BrainLargeDataset

class scvi.dataset.BrainLargeDataset(filename=None, save_path='data/', sample_size_gene_var=10000, max_cells_to_keep=None, nb_genes_to_keep=720, loading_batch_size=100000, delayed_populating=False)[source]

Bases: scvi.dataset.dataset.DownloadableDataset

Loads brain-large dataset.

This dataset contains 1.3 million brain cells from 10x Genomics. We randomly shuffle the data to get a 1M subset of cells and order genes by variance to retain first 10,000 and then 720 sampled variable genes.
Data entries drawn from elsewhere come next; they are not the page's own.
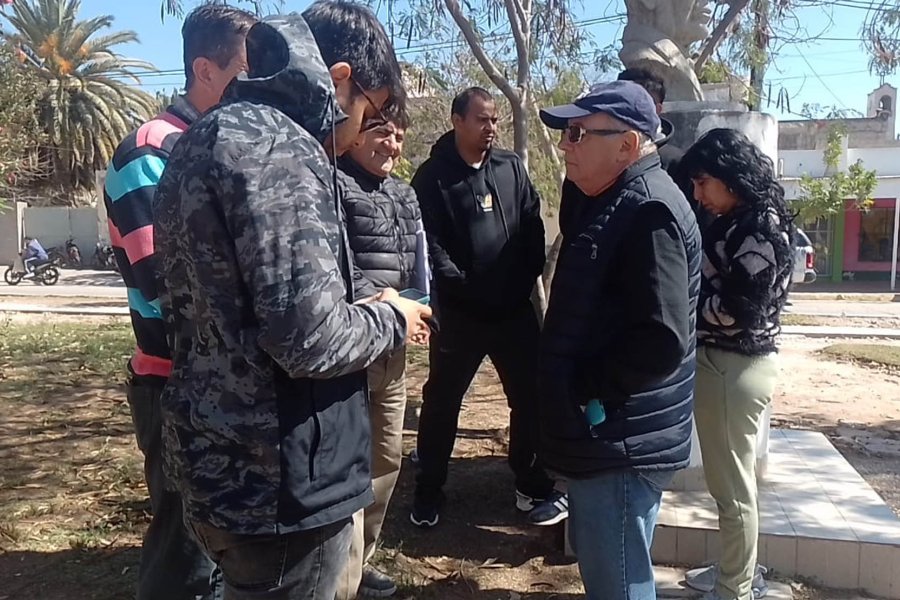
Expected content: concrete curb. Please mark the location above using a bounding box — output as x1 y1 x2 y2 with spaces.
0 303 129 317
789 291 900 303
781 325 900 340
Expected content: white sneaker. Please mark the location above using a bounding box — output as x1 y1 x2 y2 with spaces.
684 563 769 600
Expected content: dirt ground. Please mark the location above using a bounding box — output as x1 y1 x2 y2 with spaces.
0 316 900 600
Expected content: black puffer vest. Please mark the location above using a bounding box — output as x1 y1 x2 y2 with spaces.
338 157 422 290
540 156 701 478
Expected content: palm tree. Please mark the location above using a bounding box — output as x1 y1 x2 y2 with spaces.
4 0 157 188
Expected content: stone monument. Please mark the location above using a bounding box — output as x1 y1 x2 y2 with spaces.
619 0 712 101
619 0 778 490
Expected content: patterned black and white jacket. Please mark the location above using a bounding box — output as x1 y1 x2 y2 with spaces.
697 206 794 356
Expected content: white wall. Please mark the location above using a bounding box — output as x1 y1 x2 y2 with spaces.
778 147 900 178
24 207 99 257
0 202 25 265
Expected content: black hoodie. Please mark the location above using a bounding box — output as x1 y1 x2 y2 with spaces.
156 14 405 534
412 131 545 317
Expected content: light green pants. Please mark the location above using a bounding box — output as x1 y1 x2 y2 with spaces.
335 348 406 600
694 346 778 600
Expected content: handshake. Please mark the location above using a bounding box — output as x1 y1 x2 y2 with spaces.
358 288 431 345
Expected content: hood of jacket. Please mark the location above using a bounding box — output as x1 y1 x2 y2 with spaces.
223 13 347 142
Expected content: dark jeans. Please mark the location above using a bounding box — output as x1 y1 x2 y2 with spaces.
416 302 553 503
192 517 353 600
128 378 220 600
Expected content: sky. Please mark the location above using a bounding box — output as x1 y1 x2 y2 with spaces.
52 0 900 125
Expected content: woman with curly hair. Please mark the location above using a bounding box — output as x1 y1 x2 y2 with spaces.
679 129 794 600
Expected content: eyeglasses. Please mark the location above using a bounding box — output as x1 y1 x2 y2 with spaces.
350 77 388 131
562 125 628 144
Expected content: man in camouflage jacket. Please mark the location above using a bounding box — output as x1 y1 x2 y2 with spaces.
156 2 429 600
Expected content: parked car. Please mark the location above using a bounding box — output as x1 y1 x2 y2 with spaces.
792 227 816 284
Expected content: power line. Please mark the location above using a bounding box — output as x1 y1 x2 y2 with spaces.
797 50 850 110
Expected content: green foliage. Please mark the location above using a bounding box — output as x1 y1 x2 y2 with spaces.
860 0 900 78
0 43 46 210
792 126 878 222
800 102 863 120
698 59 734 83
4 0 156 189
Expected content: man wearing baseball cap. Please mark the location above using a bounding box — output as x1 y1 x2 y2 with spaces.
540 81 701 600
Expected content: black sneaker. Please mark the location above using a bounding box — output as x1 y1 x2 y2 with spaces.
359 565 397 598
516 490 545 512
528 490 569 525
409 498 440 529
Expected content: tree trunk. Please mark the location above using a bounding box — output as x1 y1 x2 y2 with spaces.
749 0 769 111
509 96 529 171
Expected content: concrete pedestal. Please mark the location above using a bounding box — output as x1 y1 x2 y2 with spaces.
662 102 778 164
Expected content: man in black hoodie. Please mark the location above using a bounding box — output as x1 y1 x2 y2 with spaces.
156 2 430 600
410 88 568 527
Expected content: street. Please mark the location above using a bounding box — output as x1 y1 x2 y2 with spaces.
0 269 127 302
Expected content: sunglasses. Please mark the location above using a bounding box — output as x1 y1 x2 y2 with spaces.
562 125 628 144
350 77 388 131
This dataset is then sampled multiple times in cells for the runtime and goodness-of-fit analysis. We report imputation scores on the 10k cells and 720 genes samples only.

Parameters
  • filename (str, NoneOptional[str]) – File name to use when saving/loading the data.

  • save_path (strstr) – Location to use when saving/loading the data.
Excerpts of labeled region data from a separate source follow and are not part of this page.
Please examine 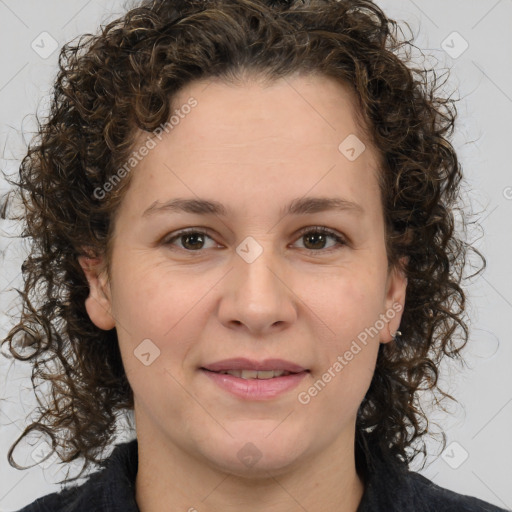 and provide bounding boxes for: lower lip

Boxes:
[201,369,308,400]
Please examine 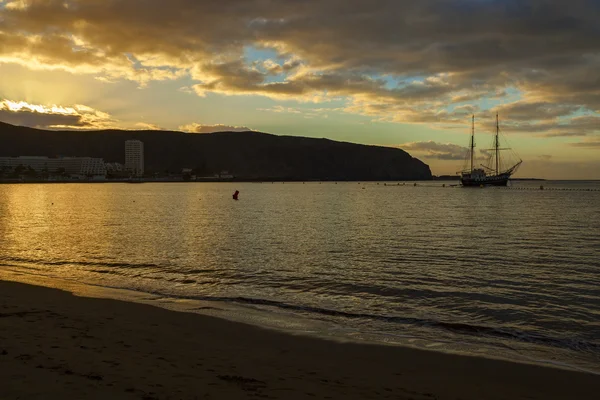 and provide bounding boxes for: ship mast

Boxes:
[495,113,500,176]
[471,115,475,174]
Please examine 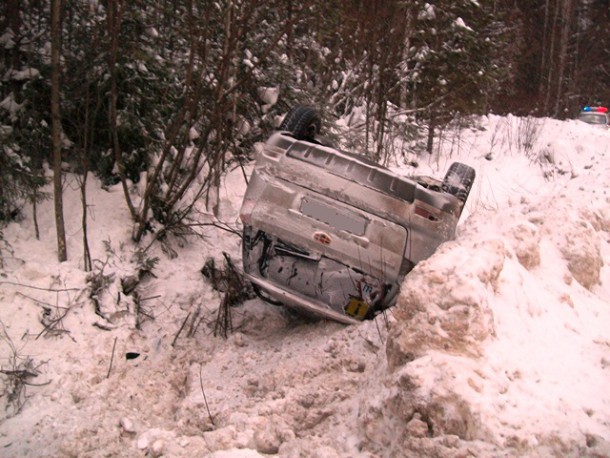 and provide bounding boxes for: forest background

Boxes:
[0,0,610,262]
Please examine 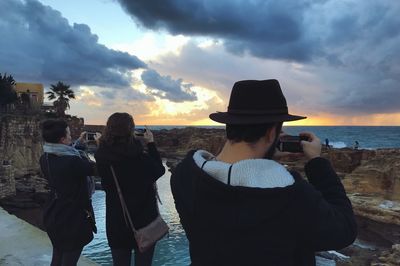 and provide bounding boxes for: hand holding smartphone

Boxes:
[277,135,309,153]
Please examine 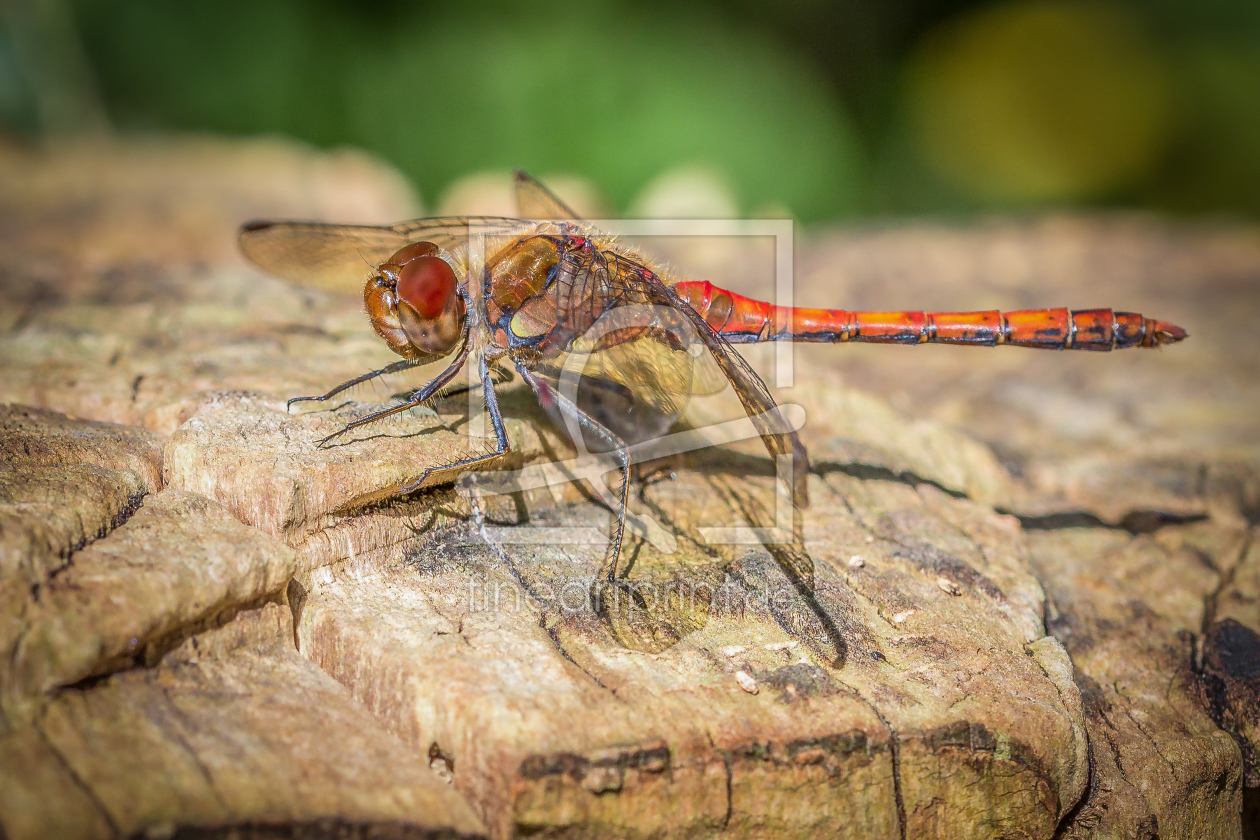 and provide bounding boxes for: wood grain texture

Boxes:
[0,134,1260,839]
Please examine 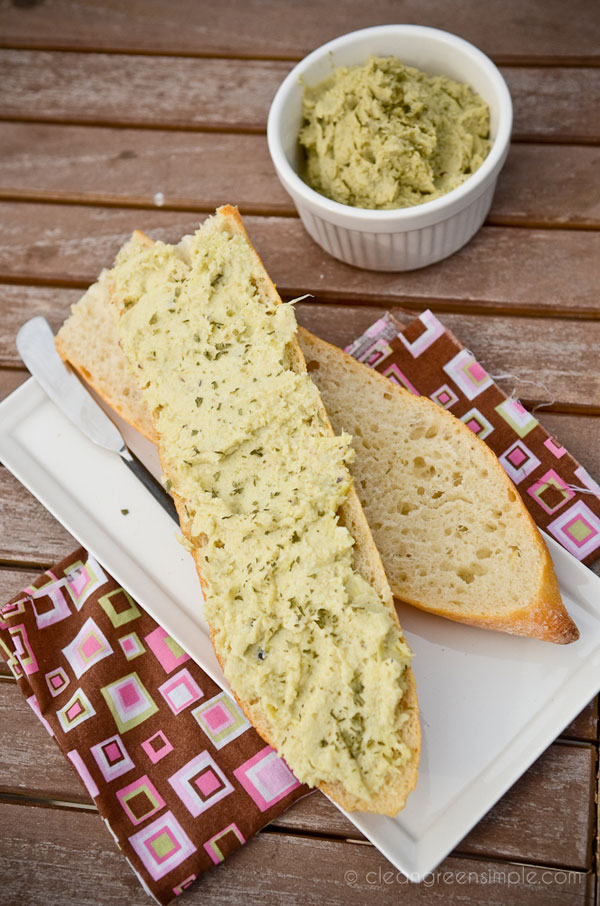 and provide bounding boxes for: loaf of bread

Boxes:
[56,234,578,643]
[97,207,420,815]
[300,328,579,644]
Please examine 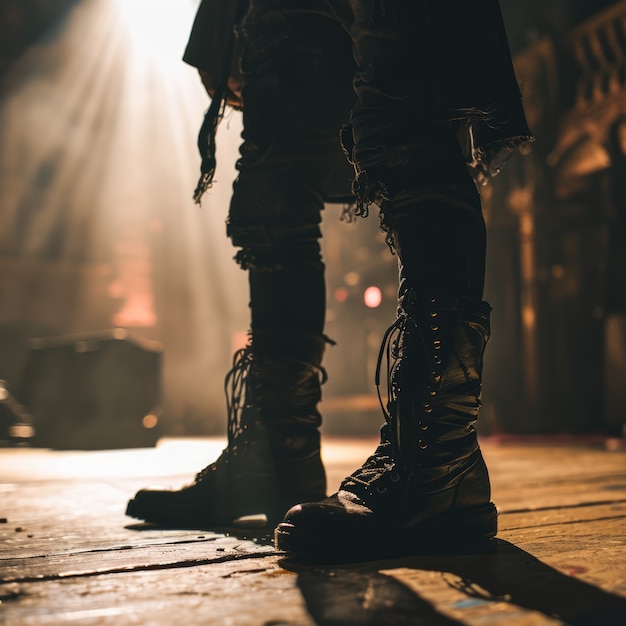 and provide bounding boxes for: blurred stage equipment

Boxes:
[484,0,626,436]
[0,380,35,447]
[15,329,162,450]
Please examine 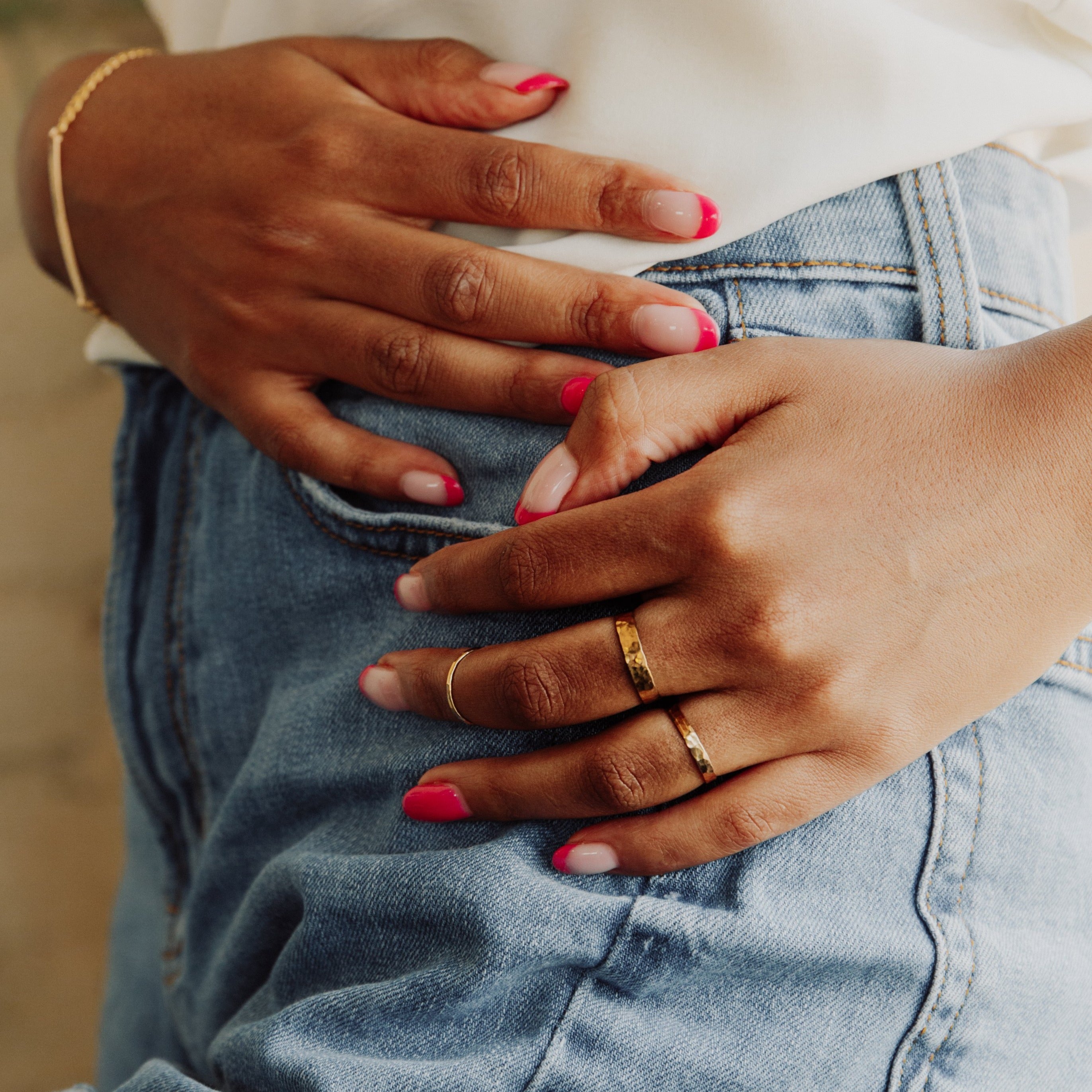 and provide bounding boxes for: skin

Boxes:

  • sample_size_gene_var (intint) – Number of cells to use to estimate gene variances.

  • max_cells_to_keep (int, NoneOptional[int]) – Maximum number of cells to keep.
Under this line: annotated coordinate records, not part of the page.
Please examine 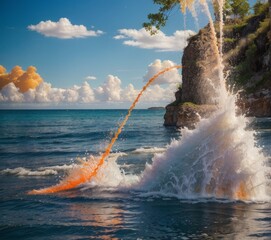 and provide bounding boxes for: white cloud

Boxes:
[27,18,103,39]
[143,59,182,84]
[0,60,181,107]
[96,75,122,101]
[85,76,97,80]
[114,28,195,52]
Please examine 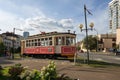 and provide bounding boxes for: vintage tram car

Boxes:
[21,32,76,58]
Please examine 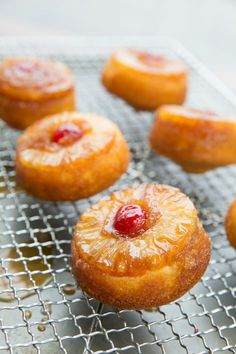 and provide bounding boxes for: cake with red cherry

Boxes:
[15,112,130,200]
[102,49,187,110]
[72,183,210,309]
[0,58,75,129]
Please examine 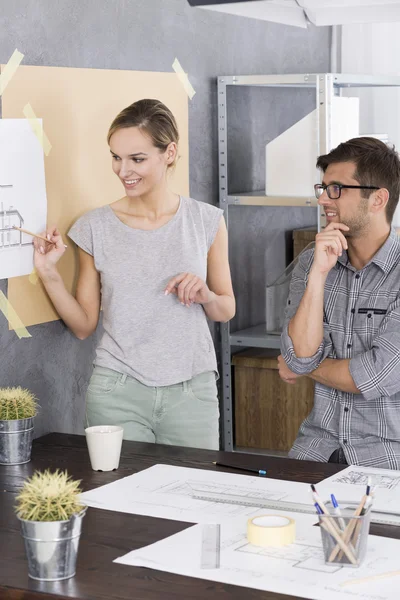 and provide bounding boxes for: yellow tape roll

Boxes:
[247,515,296,548]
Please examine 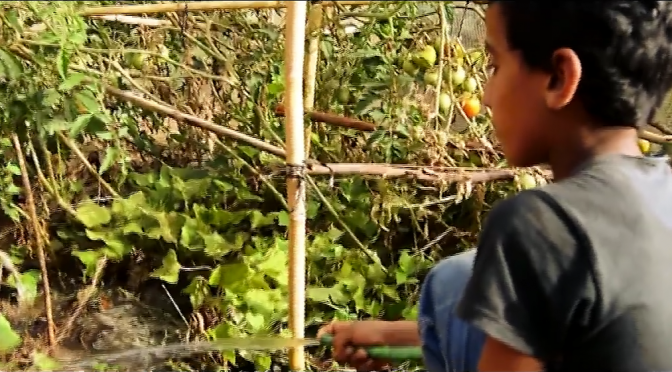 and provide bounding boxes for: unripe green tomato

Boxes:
[451,66,467,86]
[464,77,478,93]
  • nb_genes_to_keep (intint) – Number of genes to keep, ordered by decreasing variance.

  • loading_batch_size (intint) – Number of cells to use for each chunk loaded.

  • delayed_populating (boolbool) – Switch for delayed populating mechanism.

Examples

>>> gene_dataset = BrainLargeDataset()

Methods Summary

populate()

Populates a DonwloadableDataset object’s data attributes.

Methods Documentation

populate()[source]

Populates a DonwloadableDataset object’s data attributes.

E.g by calling one of GeneExpressionDataset’s populate_from... methods.